End of an era: Wednesday marks Rochester Mayor Lovely Warren’s last day in office

Local Politics

ROCHESTER, N.Y. (WROC) — Lovely Warren’s tenure as Rochester mayor is coming to an end.

Warren’s resignation, part of a plea deal she agreed to last month, takes effect at 11:59 p.m. December 1, at which time Deputy Mayor James Smith will be sworn in as acting mayor. Although his term will last only a month, Smith says he’s prepared to take on the mayoral duties he’s facing.

“We are at a crossroads in our community,” Smith said. “There’s obviously a transition coming with a new mayor and we have sort of an added wrinkle now, but you know, I signed up for this when I signed up for all of it. I believe I have a duty and I intend to carry that out.”

Mayor-elect, and current City Councilman, Malik Evans, will be sworn in on January 1, 2022, after handedly defeating Warren in June’s Democratic primary.
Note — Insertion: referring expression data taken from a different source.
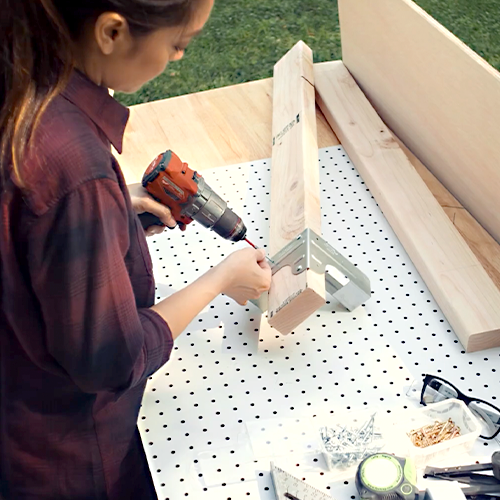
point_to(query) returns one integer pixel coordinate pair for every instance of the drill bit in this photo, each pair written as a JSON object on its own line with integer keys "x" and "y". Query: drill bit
{"x": 257, "y": 248}
{"x": 250, "y": 243}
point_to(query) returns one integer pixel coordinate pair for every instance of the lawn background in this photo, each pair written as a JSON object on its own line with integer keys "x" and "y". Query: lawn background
{"x": 244, "y": 38}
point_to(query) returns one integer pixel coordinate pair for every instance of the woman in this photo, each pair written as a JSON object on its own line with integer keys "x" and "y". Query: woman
{"x": 79, "y": 334}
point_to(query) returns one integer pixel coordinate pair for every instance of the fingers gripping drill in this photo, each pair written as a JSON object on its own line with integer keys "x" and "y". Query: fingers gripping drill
{"x": 189, "y": 197}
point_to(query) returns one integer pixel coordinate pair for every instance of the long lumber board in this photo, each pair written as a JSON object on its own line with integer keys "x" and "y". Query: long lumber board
{"x": 434, "y": 92}
{"x": 295, "y": 192}
{"x": 460, "y": 285}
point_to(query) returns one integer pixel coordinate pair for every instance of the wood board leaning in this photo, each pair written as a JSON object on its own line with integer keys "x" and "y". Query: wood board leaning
{"x": 461, "y": 286}
{"x": 437, "y": 95}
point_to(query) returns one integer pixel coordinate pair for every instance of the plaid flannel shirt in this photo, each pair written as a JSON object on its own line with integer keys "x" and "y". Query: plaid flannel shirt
{"x": 77, "y": 338}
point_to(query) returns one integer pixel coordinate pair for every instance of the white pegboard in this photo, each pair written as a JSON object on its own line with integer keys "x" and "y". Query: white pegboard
{"x": 202, "y": 409}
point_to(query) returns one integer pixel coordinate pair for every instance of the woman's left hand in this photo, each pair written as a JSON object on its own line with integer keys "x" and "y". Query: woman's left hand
{"x": 142, "y": 202}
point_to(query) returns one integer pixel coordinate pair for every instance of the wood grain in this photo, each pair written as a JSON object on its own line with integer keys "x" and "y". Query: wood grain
{"x": 438, "y": 96}
{"x": 485, "y": 248}
{"x": 209, "y": 129}
{"x": 295, "y": 194}
{"x": 460, "y": 285}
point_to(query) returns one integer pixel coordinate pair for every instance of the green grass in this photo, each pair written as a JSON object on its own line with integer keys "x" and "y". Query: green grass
{"x": 244, "y": 38}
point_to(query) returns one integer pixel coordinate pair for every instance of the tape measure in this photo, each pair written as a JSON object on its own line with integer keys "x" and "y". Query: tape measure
{"x": 383, "y": 477}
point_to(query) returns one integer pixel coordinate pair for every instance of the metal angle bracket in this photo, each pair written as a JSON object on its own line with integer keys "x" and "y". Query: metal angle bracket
{"x": 343, "y": 280}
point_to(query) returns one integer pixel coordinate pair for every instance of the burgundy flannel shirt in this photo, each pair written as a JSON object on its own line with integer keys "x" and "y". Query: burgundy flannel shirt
{"x": 77, "y": 338}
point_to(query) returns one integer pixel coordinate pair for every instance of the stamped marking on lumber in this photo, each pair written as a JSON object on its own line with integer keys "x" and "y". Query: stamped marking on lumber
{"x": 286, "y": 302}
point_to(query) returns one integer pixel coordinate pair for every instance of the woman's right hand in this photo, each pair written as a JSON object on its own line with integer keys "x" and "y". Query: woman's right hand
{"x": 246, "y": 275}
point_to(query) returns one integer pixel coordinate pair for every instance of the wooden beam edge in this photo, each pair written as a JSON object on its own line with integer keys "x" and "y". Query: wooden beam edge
{"x": 482, "y": 309}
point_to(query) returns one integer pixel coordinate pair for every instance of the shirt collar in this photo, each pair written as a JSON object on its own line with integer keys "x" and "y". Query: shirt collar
{"x": 107, "y": 113}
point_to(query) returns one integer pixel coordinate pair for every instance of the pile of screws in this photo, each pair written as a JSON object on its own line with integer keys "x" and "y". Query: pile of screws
{"x": 347, "y": 446}
{"x": 434, "y": 433}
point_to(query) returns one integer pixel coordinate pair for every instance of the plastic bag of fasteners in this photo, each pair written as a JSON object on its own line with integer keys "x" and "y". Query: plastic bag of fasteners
{"x": 347, "y": 440}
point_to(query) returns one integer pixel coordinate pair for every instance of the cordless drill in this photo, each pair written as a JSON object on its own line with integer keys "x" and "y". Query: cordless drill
{"x": 172, "y": 183}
Evans was unopposed in November’s General Election.

Warren served as mayor since January 2014, and was re-elected in 2017.

Prior to being mayor, Warren served on Rochester City Council from 2007 through 2013, and was elected as Council President in 2010, becoming the youngest person to hold that position in the Council’s history.

Warren was the first woman to become Rochester mayor, and the city’s youngest mayor in modern times. She was born and raised in the city’s 19th Ward Neighborhood.

Some of the mayor’s accomplishments include instituting police worn body cameras for the Rochester Police Department, and shepherding downtown development, including oversight of the ROC the Riverway project. The mayor wrote in her resignation letter, in part:

Together, we’ve built safer more vibrant neighborhoods, more jobs and better educational opportunities for our citizens. We ROC(ed) the Riverway, protected our city throughout the COVID-19 pandemic, provided over 9,000 residents with new, affordable homes and our Downtown is finally coming back. We have truly transformed every corner of Rochester.

As clear evidence of our success, we recently announced that Constellation Brands—a Fortune 500 company—is moving to our Center City. At long last, we have people gathering and dining on Main Street with the addition of the Mercantile on Main at the revitalized Sibley Building. And “@ the 5” we introduced a new entertainment venue so all who visit there can show the world that they “Love The ROC” as much as we do.

In every corner of our city, not just Downtown, we have new life, new jobs and a renewed sense of community. We’ve delivered innovative solutions to rebuild our neighborhoods in partnership with our not-for-profit developers. We finally delivered on our promises by filling in the Inner Loop East, building the International Plaza at La Marketa, saving the Genesee Brewery, finishing the Marina at our Port and beginning the revitalization of Bulls Head and Inner Loop North.

Under the mayor’s administration, Rochester also formed a new 24/7 “Persons in Crisis” team to respond to mental health calls, the creation of the Office of Neighborhood Safety, and a Police Accountability Board.

While in office, she also faced criticism and calls for her resignation due to City Hall’s handling of Daniel Prude’s death and the events that followed, including a revolving door for the position of Rochester Police Chief with four acting police chiefs since last September in the city.

After Warren’s guilty plea in October, she posted on Facebook that she is “leaving the past behind and looking forward to a brighter future. With the resignation, Warren still doles have her license to practice law in New York state.

Warren and two assistants —Albert Jones Jr. and Rosiland Brooks-Harris— were accused of using a PAC to get around donation limits during her 2017 campaign. They each faced two charges; scheme to defraud in the first degree, and violation of election law — both of which are class E felonies.

Terms of the plea will also resolve another set of criminal charges the mayor is currently facing. Warren and her estranged husband, Timothy Granison, were each handed three different charges after a pistol and rifle were found in their home where their daughter was left alone in May.

Some on City Council like Willie Lightfoot applauded Mayor Warren for her leadership and gave her credit for getting new housing development to come into the city, and keeping long term promises like Rochester 2034 projects put into action.

“Her administration under her leadership put forward an amazing plan comprehensive to the 2034 plan. Which we know often times we hear it speak biblically that without no vision the people parish. So I think her administration under her leadership has given us a North Star on how to go forward,” Lightfoot said.

Mayor Warren’s handling of the investigation into the death of Daniel Prude, following a tug-of-war over Criminal Justice reform policies drew criticism from both sides of the aisle. Especially those at the Locust Club Rochester Police Union who are ready to see change in city leadership and hope for a more unpolitical approach to public safety.

“In the one area she took the wrong turn on was to focus too much on individual actions unfairly. I think she put too much blame on the men and women that were out in the streets doing a very difficult job,” said Mike Mazzeo, President of Locust Club Rochester Police Union.